Bölüm 29

8.4K 505 29
                                    

Upuzuuuunn bir bölümle geldim. Telefondan yazdığım için yazım hataları çokça olabilir o yüzden gerçekten çok özür dilerim. 

Yorumlarına mesajlarına geri dönemediğim arkadaşlarım var onlara da buradan özür diliyorum ve keyifli okumalar diliyorum.

Not: Multimedia'daki şarkıyla okumaya başlarsanız daha güzel olur canlarım :)
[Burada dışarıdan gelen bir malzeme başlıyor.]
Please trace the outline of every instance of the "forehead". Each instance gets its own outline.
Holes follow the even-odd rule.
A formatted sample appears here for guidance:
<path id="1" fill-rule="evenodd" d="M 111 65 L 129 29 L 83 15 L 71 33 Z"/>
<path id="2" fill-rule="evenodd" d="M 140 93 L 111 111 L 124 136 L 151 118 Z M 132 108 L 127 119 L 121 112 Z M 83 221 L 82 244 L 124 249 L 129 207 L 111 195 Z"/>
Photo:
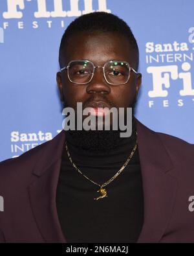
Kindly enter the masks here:
<path id="1" fill-rule="evenodd" d="M 135 63 L 135 51 L 129 40 L 118 32 L 79 32 L 68 40 L 63 51 L 65 64 L 72 60 L 89 60 L 103 65 L 110 60 Z"/>

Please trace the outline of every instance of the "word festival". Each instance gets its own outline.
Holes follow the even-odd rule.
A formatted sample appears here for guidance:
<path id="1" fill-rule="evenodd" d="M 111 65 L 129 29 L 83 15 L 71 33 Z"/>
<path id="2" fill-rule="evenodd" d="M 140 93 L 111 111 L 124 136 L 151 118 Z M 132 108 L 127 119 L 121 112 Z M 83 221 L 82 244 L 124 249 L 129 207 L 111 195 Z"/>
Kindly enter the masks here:
<path id="1" fill-rule="evenodd" d="M 52 10 L 48 11 L 48 1 L 47 0 L 7 0 L 7 10 L 5 10 L 3 14 L 3 17 L 5 21 L 3 23 L 3 27 L 6 29 L 10 26 L 9 20 L 12 19 L 19 19 L 16 24 L 17 29 L 24 29 L 25 25 L 22 20 L 25 17 L 25 10 L 28 7 L 28 5 L 34 5 L 36 3 L 36 11 L 32 14 L 33 19 L 39 18 L 56 18 L 56 17 L 78 17 L 82 14 L 86 14 L 94 12 L 111 12 L 110 10 L 107 8 L 107 0 L 98 0 L 96 2 L 98 4 L 98 10 L 94 10 L 93 0 L 50 0 L 49 1 L 49 8 L 52 6 Z M 80 10 L 80 5 L 83 5 L 83 10 Z M 70 6 L 70 10 L 65 10 L 65 7 Z M 69 7 L 68 7 L 69 8 Z M 51 28 L 52 25 L 52 20 L 46 20 L 46 25 L 48 28 Z M 16 19 L 14 19 L 16 20 Z M 59 21 L 59 24 L 61 27 L 65 27 L 65 22 L 63 20 Z M 38 29 L 39 27 L 38 21 L 32 20 L 32 27 L 33 29 Z"/>

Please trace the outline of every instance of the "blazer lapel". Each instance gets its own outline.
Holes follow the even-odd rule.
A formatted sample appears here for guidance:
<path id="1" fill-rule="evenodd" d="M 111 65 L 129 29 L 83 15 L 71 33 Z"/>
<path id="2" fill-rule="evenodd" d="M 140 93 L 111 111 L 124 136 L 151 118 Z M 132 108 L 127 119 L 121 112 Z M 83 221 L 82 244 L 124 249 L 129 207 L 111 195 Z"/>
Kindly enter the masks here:
<path id="1" fill-rule="evenodd" d="M 65 141 L 63 130 L 50 141 L 39 156 L 28 187 L 32 213 L 47 242 L 65 242 L 56 205 L 56 195 Z"/>
<path id="2" fill-rule="evenodd" d="M 177 180 L 171 158 L 157 134 L 137 121 L 144 198 L 144 221 L 138 242 L 158 242 L 170 220 Z"/>

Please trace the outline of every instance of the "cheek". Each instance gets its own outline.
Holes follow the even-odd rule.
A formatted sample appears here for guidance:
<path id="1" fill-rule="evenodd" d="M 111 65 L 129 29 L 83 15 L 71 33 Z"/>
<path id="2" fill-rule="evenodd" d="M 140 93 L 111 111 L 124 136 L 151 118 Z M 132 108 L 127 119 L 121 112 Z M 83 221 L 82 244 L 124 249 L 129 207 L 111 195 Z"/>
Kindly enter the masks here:
<path id="1" fill-rule="evenodd" d="M 63 94 L 65 101 L 69 107 L 76 107 L 78 102 L 83 102 L 85 97 L 85 86 L 77 86 L 64 81 L 63 83 Z"/>

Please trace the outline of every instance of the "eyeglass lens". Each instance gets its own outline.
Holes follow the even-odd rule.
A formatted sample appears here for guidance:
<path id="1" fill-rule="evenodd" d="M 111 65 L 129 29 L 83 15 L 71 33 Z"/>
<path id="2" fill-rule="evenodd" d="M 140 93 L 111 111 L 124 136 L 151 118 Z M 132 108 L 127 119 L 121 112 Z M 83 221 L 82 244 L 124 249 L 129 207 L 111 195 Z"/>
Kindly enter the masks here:
<path id="1" fill-rule="evenodd" d="M 72 62 L 69 67 L 70 80 L 74 83 L 87 83 L 93 75 L 94 68 L 91 62 L 78 60 Z M 104 66 L 104 74 L 108 82 L 124 84 L 127 81 L 129 67 L 125 62 L 109 61 Z"/>

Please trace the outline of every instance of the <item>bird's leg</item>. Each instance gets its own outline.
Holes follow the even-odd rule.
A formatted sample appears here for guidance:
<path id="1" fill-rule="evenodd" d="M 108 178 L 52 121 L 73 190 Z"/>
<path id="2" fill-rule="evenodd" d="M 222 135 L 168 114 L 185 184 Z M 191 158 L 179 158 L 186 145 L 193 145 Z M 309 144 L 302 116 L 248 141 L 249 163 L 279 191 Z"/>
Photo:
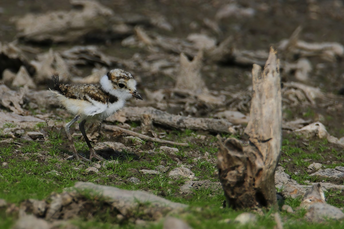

          Önder emin adımlarla arabasına ilerlerken Zeynep'in adımları onunkilerin aksine kararsız ve ürkekti. Önder'in soru sormayışının, sessiz kabullenişinin arkasından geleceğinden emin olduğu fırtınaya hazırlıyordu kendisini. Zeynep'in düşüncelerinin aksine Önder içindeki fırtınayı çoktan dindirmiş, içinde fırtınadan arta kalan ne varsa toparlamaya çalışıyordu. İkisi de sessizlik içinde yürüyüp Önder'in arabasına bindiler. Zeynep bir şeyler söylemek istiyor ama cesaret edemiyordu. Bir açıklama yapması gerekiyordu. Önder'in değilse bile Zeynep'in açıklama yapmaya ihtiyacı vardı. Derin bir nefes alıp konuşmaya yelteniyordu ki Önder'in uzanıp radyoyu açmasıyla henüz bu konuşmanın yapılamayacağını anladı. Kısık sesli müzik eşliğinde yola devam etseler de bir süre sonra çalmaya başlayan şarkıyla Önder'in dudağının bir köşesi yukarı doğru kıvrılmış ve müziğin sesini açmıştı. Zeynep ilk defa dinlediği şarkının sözlerine kulak kesilirken giderek kaşlarının çatılmasına engel olamadı, uzanıp radyonun kanalını değiştirdi. Önder sırıtmamak için yanağının içini ısırırken radyoyu tekrar eski kanalına getirdi. Zeynep bu sefer işini sağlama bağlamış uzanıp radyoyu tümden kapatmıştı. Kollarını göğsünde bağlamış camdaki yansımasından Önder'in yüz ifadelerini izliyordu. Önder izlendiğinin bilincinde tek bir mimiğini oynatmadan eve geldi. Apartmanın kapısını açıp Zeynep'in geçebilmesi için geri çekildi. Zeynep tam kapıdan içeri girmişti ki duyduğu fısıltı tökezlemesine neden oldu.

'Korkak'

Önder, Zeynep'i sinir ettiğinin farkında olarak onu arkasında bırakıp merdivenlere yöneldi. Zeynep ise küçük bir kız çocuğu gibi ayağını yere vurma içgüdüsünü son anda frenlemişti. Bazı konularda çekingen olabilirdi ama asla korkak değildi. Mermer zemini dövercesine ayaklarını vura vura merdivenleri çıkmaya başladı. 

'Hehh korkakmış. Sensin korkak. Ulan ben senin gibi 5 tanesini cebimden çıkartırım bee. Gösteririm ben sana korkağı..'

Hışımla evin içine girmesiyle kolundan savrulup duvara yapışması bir oldu. Konuşmak için araladığı dudakların üzerine kapanan dudaklar bırak konuşmasına nefes almasına bile müsaade etmemişlerdi. Hıncını çıkarırcasına öpüyordu adam, nefesini tüketircesine, canını alırcasına, ruhunu yutarcasına... Sonra tek bir nefeste tükettiği, aldığı ne varsa geri katıyordu kollarındaki bedene. 

*****

        Murat Bey etrafı gezdirmek bahanesiyle yalnız kalıp Mehmet'le konuşmayı istese de söze nereden başlayıp nasıl gireceğini kestiremiyordu. Sonuçta karşısındaki toy bir çocuk değil koskoca adamdı fakat o da canının yarısını emanet edeceği adamı tanımak istiyordu. Mehmet Murat Bey'i daha fazla kıvrandırmadan biraz ileride ki köy kahvesini işaret etti. 

"Şurada biraz oturup soluklanalım hem biraz konuşuruz ne dersiniz Murat Bey?"

"Olur evladım gel oturalım."

Murat Bey ocaktaki delikanlıya 2 çay getirmesini işaret ederken Mehmet derin bir nefes alıp anlatmaya başladı.

"Murat Bey.." Karşısındaki adamın kaşlarını çattığını görünce söylediğini düzeltme ihtiyacı hissetti.